Revista Fatos e Fotos / Gente
Dia 22 de setembro de 1980
SINCRETISMO
As Águas de Oxalá nas escadas do Bomfim
Mil e quinhentas baianas, ricamente trajadas e carregando aos ombros jarras de cerâmica e prata, lavaram, no último dia 15, Dia de Oxalá, a escadaria e o adro da igreja de Bomfim, em Salvador, fechando o ciclo das festas populares da capital baiana. Um espetáculo de rara beleza que atrai milhares de pessoas, até do exterior, inclusive estudiosos, que vêem nesta festa o ápice do sincretismo religioso, ou seja, a união natural entre a Igreja Católica Apostólica Romana e o Candomblé, que é considerado por muitos como um culto fetichista.
A famosa lavagem começa com o tradicional cortejo que, saindo da igreja de Nossa Senhora da Conceição da Praia, percorre toda a zona comercial, de onde são lançados papéis picados dos edifícios e estourados muitos foguetes. Os oito quilômetros que separam as igrejas do Bomfim e da Conceição são percorridos pelo povo que segue nos mais variados tipos de transporte, desde bicicletas a carroças, num clima de muita festa e euforia.

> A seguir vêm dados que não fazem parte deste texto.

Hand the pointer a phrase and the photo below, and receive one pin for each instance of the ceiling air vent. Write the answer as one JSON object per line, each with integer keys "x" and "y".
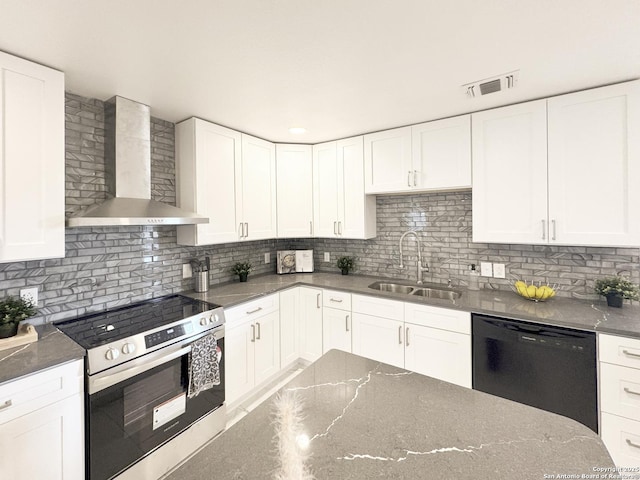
{"x": 491, "y": 85}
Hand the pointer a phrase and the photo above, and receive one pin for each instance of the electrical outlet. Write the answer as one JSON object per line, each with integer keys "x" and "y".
{"x": 486, "y": 269}
{"x": 187, "y": 272}
{"x": 30, "y": 294}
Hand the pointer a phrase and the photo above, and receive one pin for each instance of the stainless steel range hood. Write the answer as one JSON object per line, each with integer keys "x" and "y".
{"x": 128, "y": 174}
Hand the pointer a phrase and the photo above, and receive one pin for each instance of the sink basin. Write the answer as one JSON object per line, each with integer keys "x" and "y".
{"x": 427, "y": 292}
{"x": 436, "y": 293}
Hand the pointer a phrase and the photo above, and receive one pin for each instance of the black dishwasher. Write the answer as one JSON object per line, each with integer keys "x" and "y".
{"x": 550, "y": 368}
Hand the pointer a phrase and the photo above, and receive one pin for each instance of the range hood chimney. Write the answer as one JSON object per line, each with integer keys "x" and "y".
{"x": 128, "y": 174}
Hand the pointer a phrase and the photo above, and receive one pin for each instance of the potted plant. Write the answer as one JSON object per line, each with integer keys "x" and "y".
{"x": 345, "y": 264}
{"x": 242, "y": 269}
{"x": 616, "y": 289}
{"x": 12, "y": 312}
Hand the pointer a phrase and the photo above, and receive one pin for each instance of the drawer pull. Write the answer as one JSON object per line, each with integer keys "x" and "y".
{"x": 631, "y": 444}
{"x": 628, "y": 390}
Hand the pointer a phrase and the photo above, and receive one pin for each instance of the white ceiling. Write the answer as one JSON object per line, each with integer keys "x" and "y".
{"x": 337, "y": 67}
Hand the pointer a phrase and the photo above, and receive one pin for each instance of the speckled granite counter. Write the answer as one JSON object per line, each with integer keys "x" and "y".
{"x": 367, "y": 420}
{"x": 559, "y": 311}
{"x": 52, "y": 348}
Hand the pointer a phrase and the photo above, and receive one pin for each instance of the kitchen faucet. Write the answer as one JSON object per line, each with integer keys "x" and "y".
{"x": 420, "y": 268}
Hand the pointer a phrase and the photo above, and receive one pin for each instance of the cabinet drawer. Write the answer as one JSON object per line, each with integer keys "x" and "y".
{"x": 35, "y": 391}
{"x": 619, "y": 350}
{"x": 378, "y": 307}
{"x": 442, "y": 318}
{"x": 620, "y": 390}
{"x": 622, "y": 438}
{"x": 335, "y": 299}
{"x": 253, "y": 308}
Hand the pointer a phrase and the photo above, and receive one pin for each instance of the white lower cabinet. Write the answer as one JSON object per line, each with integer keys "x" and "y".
{"x": 42, "y": 425}
{"x": 252, "y": 346}
{"x": 619, "y": 359}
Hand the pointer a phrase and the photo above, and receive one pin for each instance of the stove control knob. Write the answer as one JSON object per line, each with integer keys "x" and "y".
{"x": 112, "y": 354}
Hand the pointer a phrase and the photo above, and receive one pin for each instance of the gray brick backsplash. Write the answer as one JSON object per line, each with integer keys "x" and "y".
{"x": 114, "y": 266}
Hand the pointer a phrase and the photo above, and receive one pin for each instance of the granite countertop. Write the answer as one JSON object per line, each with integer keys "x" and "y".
{"x": 363, "y": 419}
{"x": 559, "y": 311}
{"x": 52, "y": 348}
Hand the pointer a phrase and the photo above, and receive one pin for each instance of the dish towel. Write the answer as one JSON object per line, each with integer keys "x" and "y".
{"x": 204, "y": 367}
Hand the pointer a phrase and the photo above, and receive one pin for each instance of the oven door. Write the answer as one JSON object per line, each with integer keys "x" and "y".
{"x": 136, "y": 407}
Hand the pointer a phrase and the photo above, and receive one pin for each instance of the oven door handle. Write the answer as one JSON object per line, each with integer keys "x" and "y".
{"x": 108, "y": 378}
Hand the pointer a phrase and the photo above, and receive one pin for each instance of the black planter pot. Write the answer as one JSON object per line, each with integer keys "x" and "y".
{"x": 8, "y": 330}
{"x": 614, "y": 301}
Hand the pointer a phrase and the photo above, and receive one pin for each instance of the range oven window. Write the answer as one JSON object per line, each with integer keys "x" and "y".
{"x": 130, "y": 419}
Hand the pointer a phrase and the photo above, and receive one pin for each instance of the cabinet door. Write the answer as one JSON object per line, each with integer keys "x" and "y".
{"x": 267, "y": 346}
{"x": 289, "y": 329}
{"x": 594, "y": 166}
{"x": 295, "y": 191}
{"x": 31, "y": 160}
{"x": 47, "y": 443}
{"x": 336, "y": 329}
{"x": 256, "y": 195}
{"x": 441, "y": 154}
{"x": 206, "y": 156}
{"x": 378, "y": 338}
{"x": 438, "y": 353}
{"x": 356, "y": 211}
{"x": 310, "y": 322}
{"x": 239, "y": 361}
{"x": 325, "y": 190}
{"x": 509, "y": 201}
{"x": 388, "y": 161}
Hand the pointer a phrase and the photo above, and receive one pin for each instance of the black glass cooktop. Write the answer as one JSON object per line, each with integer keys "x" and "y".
{"x": 96, "y": 329}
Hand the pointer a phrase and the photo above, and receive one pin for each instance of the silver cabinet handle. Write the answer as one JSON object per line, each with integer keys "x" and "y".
{"x": 631, "y": 444}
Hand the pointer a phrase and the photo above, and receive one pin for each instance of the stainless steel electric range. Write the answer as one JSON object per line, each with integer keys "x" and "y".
{"x": 138, "y": 377}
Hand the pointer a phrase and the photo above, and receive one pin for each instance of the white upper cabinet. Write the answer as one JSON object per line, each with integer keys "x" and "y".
{"x": 206, "y": 155}
{"x": 559, "y": 171}
{"x": 441, "y": 153}
{"x": 340, "y": 208}
{"x": 294, "y": 191}
{"x": 430, "y": 156}
{"x": 509, "y": 200}
{"x": 594, "y": 166}
{"x": 31, "y": 160}
{"x": 256, "y": 189}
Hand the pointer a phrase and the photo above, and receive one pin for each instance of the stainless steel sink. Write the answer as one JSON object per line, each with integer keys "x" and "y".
{"x": 427, "y": 292}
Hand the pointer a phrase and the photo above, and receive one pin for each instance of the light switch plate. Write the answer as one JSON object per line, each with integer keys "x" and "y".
{"x": 486, "y": 269}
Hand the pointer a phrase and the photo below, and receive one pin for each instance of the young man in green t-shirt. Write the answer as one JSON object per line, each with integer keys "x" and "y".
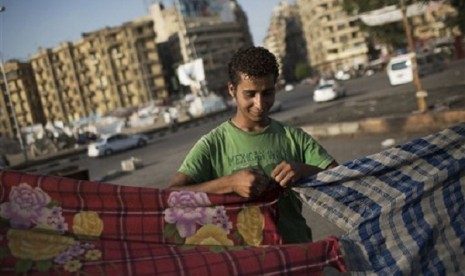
{"x": 251, "y": 151}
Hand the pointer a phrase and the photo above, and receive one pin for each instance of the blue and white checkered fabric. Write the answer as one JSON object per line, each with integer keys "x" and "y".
{"x": 404, "y": 207}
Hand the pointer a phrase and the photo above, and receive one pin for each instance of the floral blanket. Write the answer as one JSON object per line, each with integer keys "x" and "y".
{"x": 60, "y": 225}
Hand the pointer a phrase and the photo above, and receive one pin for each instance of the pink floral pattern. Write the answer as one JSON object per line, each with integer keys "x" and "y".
{"x": 190, "y": 212}
{"x": 31, "y": 208}
{"x": 26, "y": 206}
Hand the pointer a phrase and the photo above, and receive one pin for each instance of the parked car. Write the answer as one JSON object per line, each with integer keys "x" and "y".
{"x": 109, "y": 144}
{"x": 342, "y": 75}
{"x": 328, "y": 90}
{"x": 288, "y": 87}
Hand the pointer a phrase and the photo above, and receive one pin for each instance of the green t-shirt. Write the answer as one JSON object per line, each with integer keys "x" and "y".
{"x": 228, "y": 149}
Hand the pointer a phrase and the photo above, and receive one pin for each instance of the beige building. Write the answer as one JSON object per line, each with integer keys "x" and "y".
{"x": 286, "y": 41}
{"x": 334, "y": 41}
{"x": 111, "y": 68}
{"x": 430, "y": 28}
{"x": 25, "y": 106}
{"x": 209, "y": 37}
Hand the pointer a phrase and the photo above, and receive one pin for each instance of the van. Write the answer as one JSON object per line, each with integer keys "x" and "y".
{"x": 399, "y": 68}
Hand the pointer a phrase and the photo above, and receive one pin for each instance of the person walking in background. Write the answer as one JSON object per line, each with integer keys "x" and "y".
{"x": 252, "y": 153}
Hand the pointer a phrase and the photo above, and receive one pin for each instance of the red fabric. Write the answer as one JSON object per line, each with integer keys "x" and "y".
{"x": 59, "y": 225}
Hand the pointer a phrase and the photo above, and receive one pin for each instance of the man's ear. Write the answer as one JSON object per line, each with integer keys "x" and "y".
{"x": 232, "y": 90}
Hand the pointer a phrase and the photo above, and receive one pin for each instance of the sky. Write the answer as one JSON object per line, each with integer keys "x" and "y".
{"x": 26, "y": 25}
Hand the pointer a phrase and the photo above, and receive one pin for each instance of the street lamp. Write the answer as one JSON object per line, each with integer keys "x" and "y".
{"x": 421, "y": 94}
{"x": 7, "y": 89}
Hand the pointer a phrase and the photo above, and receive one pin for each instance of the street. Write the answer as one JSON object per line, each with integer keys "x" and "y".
{"x": 163, "y": 155}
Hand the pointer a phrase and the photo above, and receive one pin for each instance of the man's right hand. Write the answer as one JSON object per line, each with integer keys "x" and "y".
{"x": 249, "y": 182}
{"x": 246, "y": 183}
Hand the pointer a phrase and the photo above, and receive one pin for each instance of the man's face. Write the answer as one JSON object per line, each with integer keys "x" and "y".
{"x": 254, "y": 97}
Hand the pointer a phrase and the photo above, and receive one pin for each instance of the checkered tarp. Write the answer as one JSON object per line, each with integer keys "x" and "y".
{"x": 403, "y": 208}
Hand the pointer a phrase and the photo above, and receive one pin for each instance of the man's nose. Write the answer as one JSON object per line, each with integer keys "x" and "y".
{"x": 259, "y": 99}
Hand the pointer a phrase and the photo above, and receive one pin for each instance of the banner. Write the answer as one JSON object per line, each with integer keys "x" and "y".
{"x": 392, "y": 13}
{"x": 206, "y": 8}
{"x": 192, "y": 73}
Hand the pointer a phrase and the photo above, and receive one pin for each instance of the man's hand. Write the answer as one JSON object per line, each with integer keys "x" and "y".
{"x": 286, "y": 173}
{"x": 250, "y": 182}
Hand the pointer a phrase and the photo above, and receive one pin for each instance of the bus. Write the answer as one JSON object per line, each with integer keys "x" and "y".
{"x": 400, "y": 71}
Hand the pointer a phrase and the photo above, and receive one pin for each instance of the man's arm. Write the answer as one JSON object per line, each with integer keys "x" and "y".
{"x": 286, "y": 173}
{"x": 246, "y": 183}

As pessoas de fora não sabem se a multidão quer realmente lavar as escadarias ou brincar o carnaval. O clima é de uma mistura – embora pareça contrastante – de fé e festa. O baiano reza e dança. Quando o cortejo atinge a colina sagrada, onde está a imponente igreja, pode-se ver a multidão dançando e cantando, ao lado de muitos outros que rezam. Ninguém censura ninguém. Tudo é aceitável e os turistas ficam extasiados com o clima.
Nesta última lavagem, vários turistas tentaram saber como as autoridades conseguiam aquela harmonia. A resposta do baiano é sempre a mesma: a fé, a vontade de brincar, além do próprio temperamento do baiano – uma mistura de fé, descanso e vontade de brincar, – capaz de dar valor a coisas insignificantes, não ligando às de volta.
No largo do Bomfim funciona um verdadeiro comércio, com 300 barracas que vendem desde o refrigerante até bebidas estrangeiras mais sofisticadas. Ao lado, dezenas de baianas vendem seus quitutes. Em plena festa, muitas trabalham batendo a massa para produção de novos acarajés e, de vez em quando, se levantavam e dançavam, acompanhando o ritmo da festa da lavagem da igreja.
A festa, depois da lavagem, prossegue até a quarta-feira de cinzas, uma vez que cada bairro de Salvador tem o seu grito de carnaval, antes da festa oficial, este ano, marcada para o início de março.